Originally Posted by DivideBy0
Prove that if x, y, and z are positive real numbers, then

$\displaystyle \frac{x}{y+z}+\frac{y}{z+x}+\frac{z}{x+y} \geq \frac{3}{2}$

I haven't done much with inequalities so please explain your steps, thanks!

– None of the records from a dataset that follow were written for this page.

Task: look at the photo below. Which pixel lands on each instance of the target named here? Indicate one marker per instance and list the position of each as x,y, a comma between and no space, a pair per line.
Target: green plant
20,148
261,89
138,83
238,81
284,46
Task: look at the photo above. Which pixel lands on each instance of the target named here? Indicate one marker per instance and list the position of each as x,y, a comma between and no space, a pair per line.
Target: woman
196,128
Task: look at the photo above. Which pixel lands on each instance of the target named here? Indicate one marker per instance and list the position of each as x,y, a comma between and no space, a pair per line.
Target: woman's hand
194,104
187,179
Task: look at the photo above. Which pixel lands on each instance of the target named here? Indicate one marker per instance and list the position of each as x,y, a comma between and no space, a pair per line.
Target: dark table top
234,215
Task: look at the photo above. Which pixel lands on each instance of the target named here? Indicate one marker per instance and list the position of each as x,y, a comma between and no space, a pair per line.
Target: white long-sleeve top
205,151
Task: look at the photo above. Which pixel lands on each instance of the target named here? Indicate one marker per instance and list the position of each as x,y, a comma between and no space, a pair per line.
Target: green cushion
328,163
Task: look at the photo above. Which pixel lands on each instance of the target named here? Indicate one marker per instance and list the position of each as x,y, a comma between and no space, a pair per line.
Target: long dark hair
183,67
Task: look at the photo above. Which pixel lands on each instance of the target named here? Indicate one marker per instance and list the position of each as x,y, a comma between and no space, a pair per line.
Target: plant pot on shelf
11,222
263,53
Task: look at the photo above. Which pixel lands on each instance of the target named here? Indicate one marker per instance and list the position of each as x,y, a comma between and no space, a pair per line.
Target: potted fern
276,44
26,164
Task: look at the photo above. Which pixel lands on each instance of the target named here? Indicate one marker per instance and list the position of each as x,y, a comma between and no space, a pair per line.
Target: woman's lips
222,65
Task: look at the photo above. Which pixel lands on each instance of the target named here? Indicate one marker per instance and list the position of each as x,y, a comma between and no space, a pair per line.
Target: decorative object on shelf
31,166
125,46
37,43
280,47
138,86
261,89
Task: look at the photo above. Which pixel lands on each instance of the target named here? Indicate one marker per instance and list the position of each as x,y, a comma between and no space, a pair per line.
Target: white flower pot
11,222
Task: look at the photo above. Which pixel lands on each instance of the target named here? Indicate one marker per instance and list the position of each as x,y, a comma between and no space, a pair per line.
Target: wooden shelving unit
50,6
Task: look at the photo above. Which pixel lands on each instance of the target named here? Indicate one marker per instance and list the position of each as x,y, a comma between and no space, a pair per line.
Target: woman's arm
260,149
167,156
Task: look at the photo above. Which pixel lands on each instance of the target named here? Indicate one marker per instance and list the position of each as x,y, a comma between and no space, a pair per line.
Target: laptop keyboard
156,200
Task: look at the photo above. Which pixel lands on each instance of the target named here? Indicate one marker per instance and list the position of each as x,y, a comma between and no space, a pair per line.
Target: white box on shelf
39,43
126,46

This is Nesbitts inequality, I know many proofs for this. Nesbitt's inequality - Wikipedia, the free encyclopedia
The above link proves it using AM-GM and Rearrangement inequality
I know a few more too :D
I will post them if you want
• Jan 4th 2008, 10:43 AM
PaulRS
Define $\displaystyle x+y+z=\lambda>0$

THus: $\displaystyle y+z=\lambda-x$; $\displaystyle x+z=\lambda-y$; $\displaystyle x+y=\lambda-z$

So we have to prove: $\displaystyle \frac{x}{\lambda-x}+\frac{y}{\lambda-y}+\frac{z}{\lambda-z}\geq{\frac{3}{2}}$

Let: $\displaystyle f(x)=\frac{x}{\lambda-x}=\frac{\lambda}{\lambda-x}-1$ which is clearly convex in $\displaystyle (0; \lambda)$ (use the second derivative)

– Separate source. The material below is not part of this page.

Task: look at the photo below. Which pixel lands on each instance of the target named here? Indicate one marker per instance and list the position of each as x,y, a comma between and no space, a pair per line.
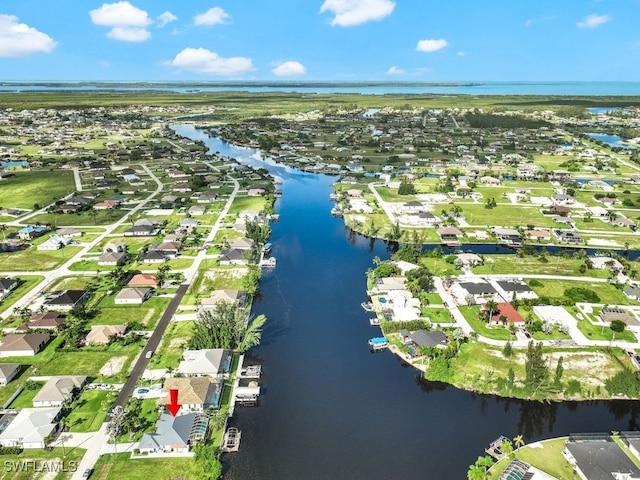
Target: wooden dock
231,440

It follows from Jensen's Inequality that: $\displaystyle \frac{1}{3}\cdot{\left(f(x)+f(y)+f(z)\right)}\geq{ f\left(\frac{x+y+z}{3}\right)}$

Therefore: $\displaystyle \frac{1}{3}\cdot{\left(\frac{x}{\lambda-x}+\frac{y}{\lambda-y}+\frac{z}{\lambda-z}\right)}\geq{\frac{\left(\frac{x+y+z}{3}\right)} {\lambda-\left(\frac{x+y+z}{3}\right)}}$

Now remember that: $\displaystyle x+y+z=\lambda$ and the assertion follows

Jensen's inequality - Wikipedia, the free encyclopedia
• Jan 4th 2008, 03:48 PM
DivideBy0
Thanks!
• Jan 5th 2008, 07:12 PM
ThePerfectHacker
It can also be done with AM-HM, that is how I learned it.